Graça Machel is a true masterpiece of grace, leadership, and unyielding dedication to change. The only woman in modern history to have held the position of First Lady in two countries: South Africa and Mozambique.  As the widow of former Presidents Samora Machel of Mozambique (1975–1986) and Nelson Mandela of South Africa (1998–2013). Machel’s journey unfolds as an extraordinary tale of advocacy and empowerment.

A Brushstroke of Legacy

Graça Simbine was born on October 17, 1945, 17 days after her father’s passing. She was the youngest of six children in rural Incadine, Gaza Province, Portuguese East Africa (modern-day Mozambique).  From an early age, she recognized the transformative potential of education, and it shaped her desire for it. She attended Methodist mission schools before earning a scholarship to the University of Lisbon in Portugal. From Lisbon she studied German and initially engaged with issues of independence. Machel’s linguistic prowess also includes fluency in French, Spanish, Italian, Portuguese, English, and her native Xitsonga language.

Personal Life and Tragedy

In 1975, Samora Machel, Mozambique’s first president, married Graça Simbine, and she dropped her surname and adopted his. Unfortunately, in 1986, tragedy struck when President Samora Machel died in a plane crash near the Mozambique-South Africa border. This loss set her on a new path of resilience, determination, and impact.

Machel’s second marriage, to Nelson Mandela on his 80th birthday in 1998, aligned her with the first post-apartheid president of South Africa.
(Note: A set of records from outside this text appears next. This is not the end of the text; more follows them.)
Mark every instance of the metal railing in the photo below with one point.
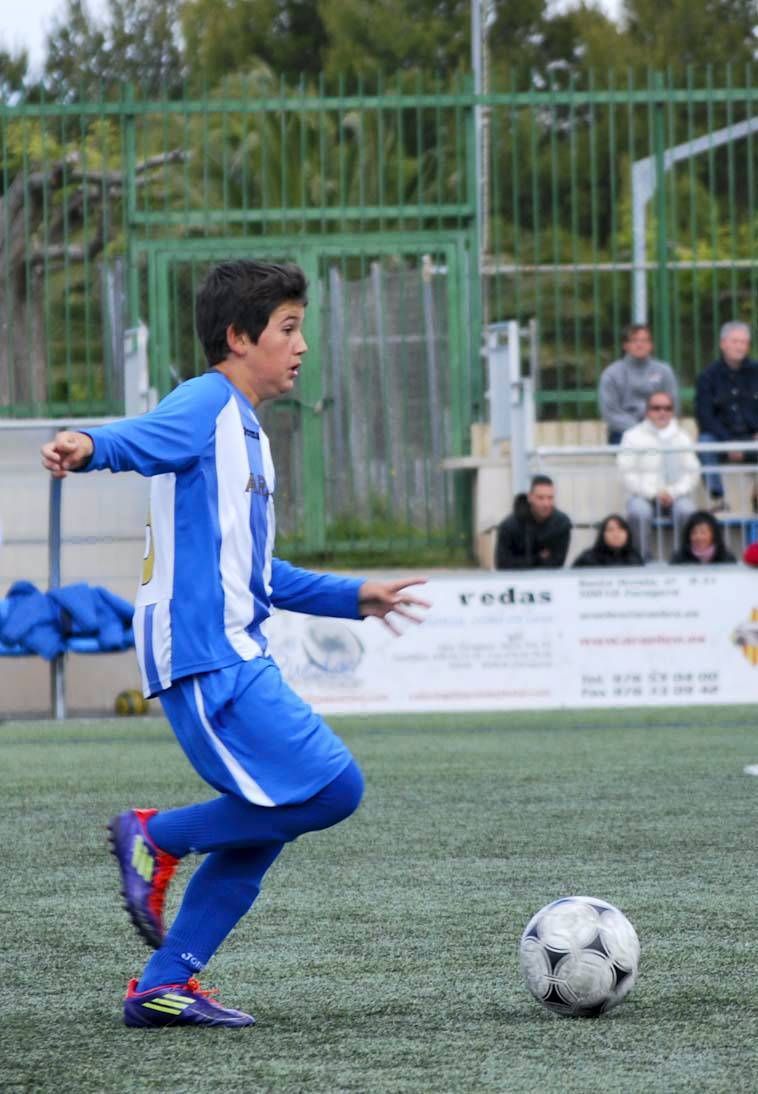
(83, 183)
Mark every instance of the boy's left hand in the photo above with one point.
(382, 597)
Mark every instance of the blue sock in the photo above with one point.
(220, 892)
(241, 840)
(229, 822)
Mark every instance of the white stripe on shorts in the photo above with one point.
(248, 788)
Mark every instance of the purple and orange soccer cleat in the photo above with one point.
(146, 872)
(178, 1004)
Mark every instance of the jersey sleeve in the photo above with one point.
(167, 439)
(325, 594)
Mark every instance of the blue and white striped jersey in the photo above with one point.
(209, 577)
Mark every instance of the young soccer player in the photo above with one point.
(209, 581)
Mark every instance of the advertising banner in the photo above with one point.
(505, 640)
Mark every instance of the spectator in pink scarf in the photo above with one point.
(702, 542)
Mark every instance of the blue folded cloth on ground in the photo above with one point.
(80, 617)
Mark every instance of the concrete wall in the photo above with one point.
(103, 519)
(104, 515)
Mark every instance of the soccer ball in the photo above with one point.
(580, 956)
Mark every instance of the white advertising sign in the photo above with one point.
(505, 640)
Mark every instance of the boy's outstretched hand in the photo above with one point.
(66, 452)
(382, 597)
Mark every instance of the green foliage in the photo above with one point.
(137, 43)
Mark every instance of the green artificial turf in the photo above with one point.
(382, 955)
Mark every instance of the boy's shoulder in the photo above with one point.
(208, 390)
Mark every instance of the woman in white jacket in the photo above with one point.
(660, 470)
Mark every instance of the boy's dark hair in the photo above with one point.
(243, 294)
(540, 480)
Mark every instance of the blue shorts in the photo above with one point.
(247, 733)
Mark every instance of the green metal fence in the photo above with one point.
(601, 201)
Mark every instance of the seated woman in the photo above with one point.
(611, 547)
(702, 540)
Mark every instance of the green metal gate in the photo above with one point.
(384, 395)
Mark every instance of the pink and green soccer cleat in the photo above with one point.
(178, 1004)
(146, 872)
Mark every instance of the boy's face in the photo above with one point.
(271, 364)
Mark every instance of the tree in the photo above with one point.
(13, 70)
(678, 32)
(137, 43)
(287, 35)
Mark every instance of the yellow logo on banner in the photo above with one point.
(746, 638)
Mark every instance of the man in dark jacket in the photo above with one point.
(726, 405)
(536, 534)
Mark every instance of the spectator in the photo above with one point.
(750, 555)
(726, 406)
(536, 534)
(626, 384)
(613, 546)
(660, 470)
(702, 540)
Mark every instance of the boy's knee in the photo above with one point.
(350, 789)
Mandela’s passing in 2013 marked another poignant moment in her journey. Unfortunately, her second marriage met the same fate. On December 5, 2013, Nelson Mandela died and left Machel widowed again.

Road to an impactful life

Graça Machel’s journey started with Mozambique’s independence. Machel was appointed as the country’s first Minister of Education and Culture on June 25, 1975. She assumed the role of an educator and champion of children’s rights.  She dedicated her energies to shaping a brighter future for Mozambique’s youth. Her tenure witnessed a remarkable increase in the enrollment of students in primary and secondary schools. About 40 percent of all school-aged children started school, with over 90% and 75% male and female intake, respectively.
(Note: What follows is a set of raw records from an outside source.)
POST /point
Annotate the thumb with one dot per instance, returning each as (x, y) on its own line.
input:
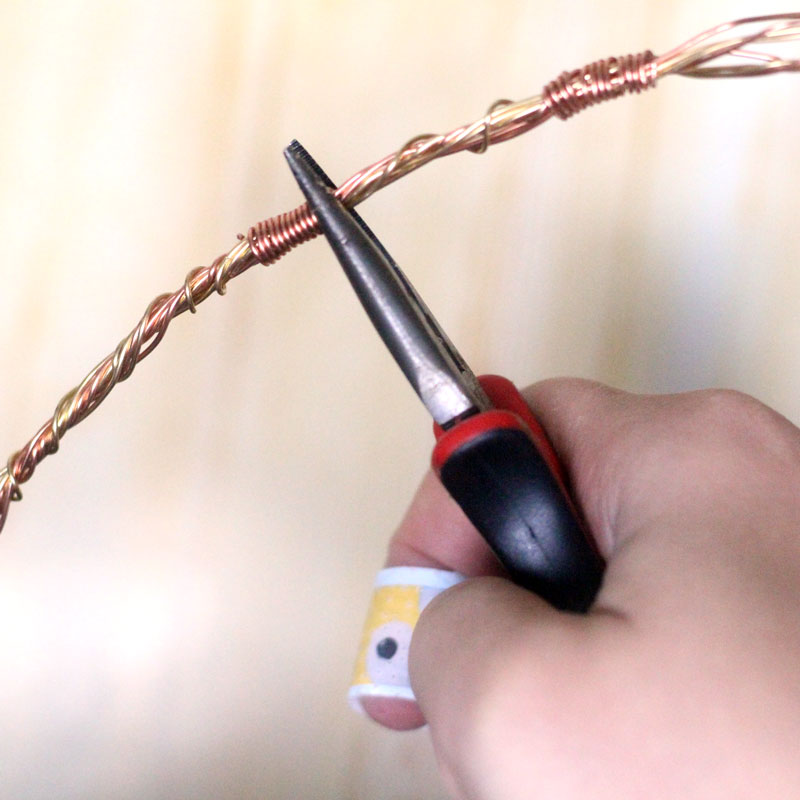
(477, 652)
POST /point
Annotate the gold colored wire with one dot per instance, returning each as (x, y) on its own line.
(731, 50)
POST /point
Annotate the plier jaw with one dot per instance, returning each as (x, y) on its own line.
(446, 385)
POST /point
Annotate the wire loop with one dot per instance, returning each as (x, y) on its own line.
(271, 239)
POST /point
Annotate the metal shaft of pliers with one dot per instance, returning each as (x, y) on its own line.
(440, 376)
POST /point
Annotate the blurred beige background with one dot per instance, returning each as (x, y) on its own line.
(181, 590)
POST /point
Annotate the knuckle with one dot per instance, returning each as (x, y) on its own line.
(748, 424)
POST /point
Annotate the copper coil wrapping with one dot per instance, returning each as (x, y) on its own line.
(601, 80)
(272, 238)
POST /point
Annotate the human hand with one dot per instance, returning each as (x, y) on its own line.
(682, 680)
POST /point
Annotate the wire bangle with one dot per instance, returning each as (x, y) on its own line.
(725, 51)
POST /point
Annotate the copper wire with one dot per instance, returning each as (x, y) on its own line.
(721, 52)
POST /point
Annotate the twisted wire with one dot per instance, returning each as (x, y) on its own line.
(720, 52)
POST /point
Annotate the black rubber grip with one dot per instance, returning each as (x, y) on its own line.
(507, 490)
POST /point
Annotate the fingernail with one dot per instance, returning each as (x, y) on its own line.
(381, 670)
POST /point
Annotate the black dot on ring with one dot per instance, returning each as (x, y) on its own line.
(386, 647)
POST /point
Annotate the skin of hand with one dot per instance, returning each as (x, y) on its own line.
(683, 680)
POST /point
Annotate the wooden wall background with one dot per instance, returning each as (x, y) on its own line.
(181, 590)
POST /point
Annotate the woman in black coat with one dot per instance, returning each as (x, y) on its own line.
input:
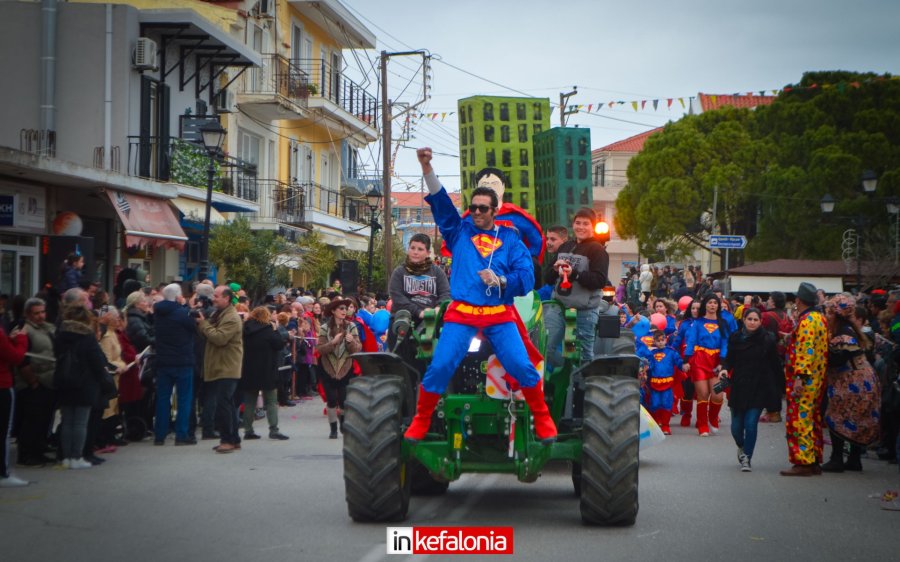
(81, 365)
(263, 347)
(753, 362)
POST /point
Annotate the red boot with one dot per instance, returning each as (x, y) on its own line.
(714, 408)
(544, 428)
(418, 428)
(687, 407)
(662, 417)
(703, 418)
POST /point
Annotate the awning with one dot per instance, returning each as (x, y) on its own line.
(195, 211)
(148, 221)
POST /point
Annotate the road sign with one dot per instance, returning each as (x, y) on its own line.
(727, 241)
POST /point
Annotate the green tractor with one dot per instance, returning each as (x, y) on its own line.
(479, 427)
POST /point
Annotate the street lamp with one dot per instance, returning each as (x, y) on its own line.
(869, 184)
(373, 199)
(212, 135)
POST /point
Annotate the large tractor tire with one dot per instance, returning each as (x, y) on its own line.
(375, 478)
(609, 463)
(422, 483)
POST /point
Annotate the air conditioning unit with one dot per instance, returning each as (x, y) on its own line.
(265, 9)
(145, 54)
(225, 102)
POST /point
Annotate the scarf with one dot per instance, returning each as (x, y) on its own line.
(417, 268)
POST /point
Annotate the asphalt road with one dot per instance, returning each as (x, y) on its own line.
(277, 501)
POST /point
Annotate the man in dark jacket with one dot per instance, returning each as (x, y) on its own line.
(585, 265)
(174, 364)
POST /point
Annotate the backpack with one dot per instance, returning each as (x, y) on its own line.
(68, 374)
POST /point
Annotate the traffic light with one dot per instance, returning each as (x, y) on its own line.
(601, 231)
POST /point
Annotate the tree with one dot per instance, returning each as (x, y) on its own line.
(317, 260)
(249, 257)
(770, 166)
(380, 277)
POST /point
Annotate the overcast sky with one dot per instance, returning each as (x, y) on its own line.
(625, 50)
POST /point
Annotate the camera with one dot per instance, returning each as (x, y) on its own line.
(720, 386)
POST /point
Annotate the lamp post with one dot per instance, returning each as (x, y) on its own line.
(869, 182)
(373, 198)
(212, 135)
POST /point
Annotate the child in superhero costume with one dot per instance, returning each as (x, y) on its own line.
(661, 374)
(490, 266)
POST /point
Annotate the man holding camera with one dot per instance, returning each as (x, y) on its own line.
(222, 360)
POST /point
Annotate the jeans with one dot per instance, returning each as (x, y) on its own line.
(226, 413)
(585, 328)
(270, 399)
(743, 428)
(182, 378)
(73, 430)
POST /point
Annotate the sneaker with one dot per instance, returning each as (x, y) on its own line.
(78, 464)
(13, 482)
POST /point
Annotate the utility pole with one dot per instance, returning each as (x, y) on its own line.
(386, 118)
(563, 100)
(386, 169)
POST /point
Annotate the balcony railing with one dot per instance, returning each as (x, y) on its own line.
(334, 203)
(278, 76)
(284, 204)
(173, 159)
(327, 82)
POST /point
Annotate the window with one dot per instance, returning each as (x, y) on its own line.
(600, 174)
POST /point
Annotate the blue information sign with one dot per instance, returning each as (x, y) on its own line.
(728, 241)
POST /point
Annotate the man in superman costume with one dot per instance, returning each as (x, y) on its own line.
(508, 215)
(491, 266)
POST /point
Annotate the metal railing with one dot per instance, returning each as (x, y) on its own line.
(327, 82)
(277, 76)
(173, 159)
(334, 203)
(40, 142)
(284, 204)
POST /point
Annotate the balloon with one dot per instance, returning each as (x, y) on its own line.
(380, 321)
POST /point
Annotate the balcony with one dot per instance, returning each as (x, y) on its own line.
(284, 204)
(169, 159)
(341, 100)
(277, 90)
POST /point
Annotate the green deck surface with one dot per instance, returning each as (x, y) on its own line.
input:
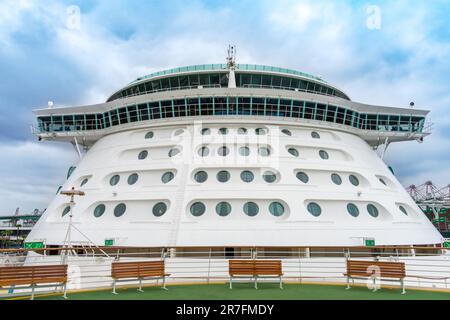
(243, 291)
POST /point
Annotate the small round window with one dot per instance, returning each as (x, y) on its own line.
(66, 211)
(336, 179)
(114, 180)
(269, 177)
(293, 152)
(201, 176)
(353, 210)
(314, 209)
(324, 155)
(354, 180)
(247, 176)
(198, 209)
(167, 177)
(223, 176)
(251, 209)
(143, 155)
(173, 152)
(373, 211)
(99, 210)
(264, 152)
(203, 152)
(159, 209)
(303, 177)
(132, 179)
(223, 151)
(119, 210)
(276, 209)
(244, 151)
(223, 209)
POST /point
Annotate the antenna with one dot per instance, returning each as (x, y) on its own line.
(231, 59)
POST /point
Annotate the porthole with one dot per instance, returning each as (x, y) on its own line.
(66, 211)
(132, 179)
(324, 155)
(167, 177)
(203, 152)
(198, 209)
(242, 131)
(303, 177)
(353, 210)
(269, 177)
(373, 211)
(223, 209)
(114, 180)
(201, 176)
(260, 131)
(354, 180)
(223, 151)
(205, 132)
(143, 155)
(159, 209)
(336, 179)
(99, 210)
(83, 183)
(402, 209)
(247, 176)
(244, 151)
(173, 152)
(293, 152)
(223, 131)
(314, 209)
(264, 152)
(251, 209)
(223, 176)
(276, 209)
(119, 210)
Her sphere of influence broadened as she stepped onto the global stage of international diplomacy, advocating for women’s rights, education, and peace.
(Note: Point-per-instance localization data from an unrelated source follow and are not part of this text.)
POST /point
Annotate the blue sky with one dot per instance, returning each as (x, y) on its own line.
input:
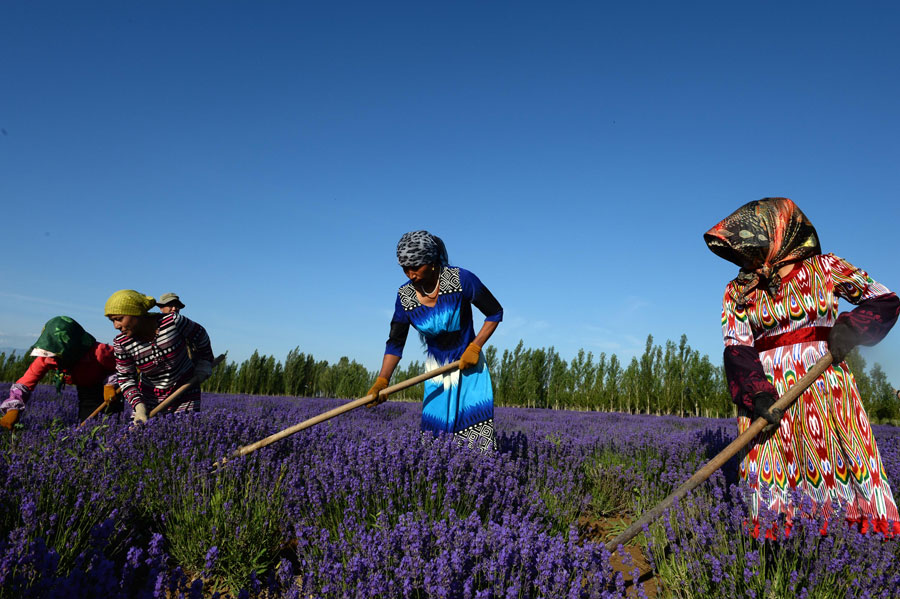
(263, 159)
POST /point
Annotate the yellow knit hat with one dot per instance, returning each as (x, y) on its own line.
(128, 302)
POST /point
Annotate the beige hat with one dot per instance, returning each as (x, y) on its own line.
(169, 298)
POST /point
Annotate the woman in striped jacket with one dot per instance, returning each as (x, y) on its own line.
(156, 346)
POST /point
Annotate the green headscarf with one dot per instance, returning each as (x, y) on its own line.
(65, 338)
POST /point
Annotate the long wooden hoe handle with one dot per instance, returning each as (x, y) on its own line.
(337, 412)
(784, 402)
(181, 390)
(100, 408)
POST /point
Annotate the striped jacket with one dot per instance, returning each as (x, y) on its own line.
(148, 371)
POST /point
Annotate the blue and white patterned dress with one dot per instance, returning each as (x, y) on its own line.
(461, 403)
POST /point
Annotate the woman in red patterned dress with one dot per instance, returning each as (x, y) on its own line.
(779, 316)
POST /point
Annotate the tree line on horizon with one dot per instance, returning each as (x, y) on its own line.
(672, 379)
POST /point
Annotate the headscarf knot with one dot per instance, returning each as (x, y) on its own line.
(761, 237)
(418, 248)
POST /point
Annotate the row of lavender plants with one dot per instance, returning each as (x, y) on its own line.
(364, 506)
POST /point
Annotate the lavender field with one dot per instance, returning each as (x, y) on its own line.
(364, 506)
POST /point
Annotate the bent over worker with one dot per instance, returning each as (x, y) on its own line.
(66, 348)
(156, 344)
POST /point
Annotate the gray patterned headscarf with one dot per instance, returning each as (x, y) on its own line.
(418, 248)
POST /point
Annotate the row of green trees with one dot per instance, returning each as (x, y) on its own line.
(672, 378)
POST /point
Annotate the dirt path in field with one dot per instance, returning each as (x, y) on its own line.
(602, 530)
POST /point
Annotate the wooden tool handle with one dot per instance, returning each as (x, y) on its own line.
(339, 410)
(717, 462)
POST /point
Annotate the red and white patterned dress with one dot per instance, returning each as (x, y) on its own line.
(824, 446)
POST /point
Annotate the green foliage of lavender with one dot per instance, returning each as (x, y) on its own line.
(364, 506)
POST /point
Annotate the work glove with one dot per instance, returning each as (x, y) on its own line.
(140, 414)
(841, 340)
(762, 408)
(202, 370)
(380, 384)
(109, 393)
(9, 419)
(470, 356)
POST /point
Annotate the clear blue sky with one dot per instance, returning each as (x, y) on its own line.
(263, 159)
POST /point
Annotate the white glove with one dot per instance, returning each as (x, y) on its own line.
(202, 370)
(140, 414)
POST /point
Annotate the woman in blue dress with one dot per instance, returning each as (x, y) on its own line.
(437, 300)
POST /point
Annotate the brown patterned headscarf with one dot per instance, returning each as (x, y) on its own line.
(761, 237)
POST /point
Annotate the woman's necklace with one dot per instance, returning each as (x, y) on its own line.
(433, 292)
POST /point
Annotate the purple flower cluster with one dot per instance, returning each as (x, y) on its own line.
(365, 506)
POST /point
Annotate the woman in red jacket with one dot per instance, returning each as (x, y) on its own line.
(65, 347)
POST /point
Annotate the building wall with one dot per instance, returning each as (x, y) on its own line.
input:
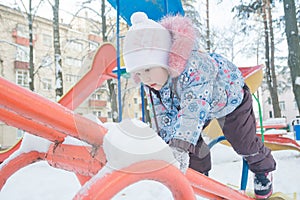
(287, 103)
(78, 44)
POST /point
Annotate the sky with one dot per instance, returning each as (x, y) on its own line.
(40, 181)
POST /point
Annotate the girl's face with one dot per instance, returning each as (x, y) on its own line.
(154, 77)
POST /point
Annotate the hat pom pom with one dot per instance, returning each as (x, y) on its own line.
(138, 17)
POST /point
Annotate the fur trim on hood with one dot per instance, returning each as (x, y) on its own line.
(183, 39)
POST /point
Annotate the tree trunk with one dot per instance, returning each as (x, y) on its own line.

Graça Machel served in various organizations, including the University of Cape Town, the Commonwealth of Nations’ Eminent Persons Group, the School of Oriental and African Studies at the University of London, and the African Leadership University. Machel’s leadership also extends to her involvement in numerous organizations dedicated to conflict prevention, development, and education. She has lent her expertise to the UN Foundation, the Forum of African Women Educationalists, the African Leadership Forum, and the International Crisis Group, among others. Her enduring impact is evidenced by her almost decade-long tenure as Chair of the Fund Board for the Global Alliance for Vaccines and Immunization (GAVI). She was also an Eminent Person of the African Peer Review Mechanism (APRM).

Graça Machel is the Founder and President of the Foundation for Community Development (FDC), a Mozambican non-profit organization established in 1994. Through the FDC, she has empowered communities by enhancing their access to information and technology.  She fostered social and economic justice aiding the post-war reconstruction and development of Mozambique.

Achievements and Accolades

Graça Machel’s contribution in the civil space has been nothing but stellar, which saw her gain global recognition and reverence for her commitment.

Machel’s accolades include the 1992 Africa Prize for her contributions to eliminating hunger in Africa. She also received the 1995 Nansen Medal from the United Nations, recognizing her extensive humanitarian work, especially on behalf of refugee children. Queen Elizabeth II honored her with the Dame Commander of the Order of the British Empire title in 1997 for her contributions to human rights protection. Additionally, she received the Global Citizen Award of the New England Circle that same year.

In 1997, Queen Elizabeth II recognized her humanitarian efforts with an honorary British Dame title for her dedication to women’s and children’s rights.

Machel’s canvas merged with Nelson Mandela’s as she engaged in the struggle against apartheid in South Africa.

In July 2017, Machel became an Honorary Fellow of the British Academy (HonFBA). In 2018, she received recognition from the World Health Organization for her contributions to the health and well-being of women, children, and adolescents.

Graça Machel, Nelson Mandela, and Desmond Tutu convened The Elders in 2007, an initiative dedicated to working on critical global issues.  The group prioritizes areas such as the Israeli–Palestinian conflict, the Korean Peninsula, Sudan and South Sudan, sustainable development, and gender equality.

Graça Machel was orphaned at birth, widowed twice, but her commitment and desire to make a difference never withered. Her story serves as an ongoing call to action for us all.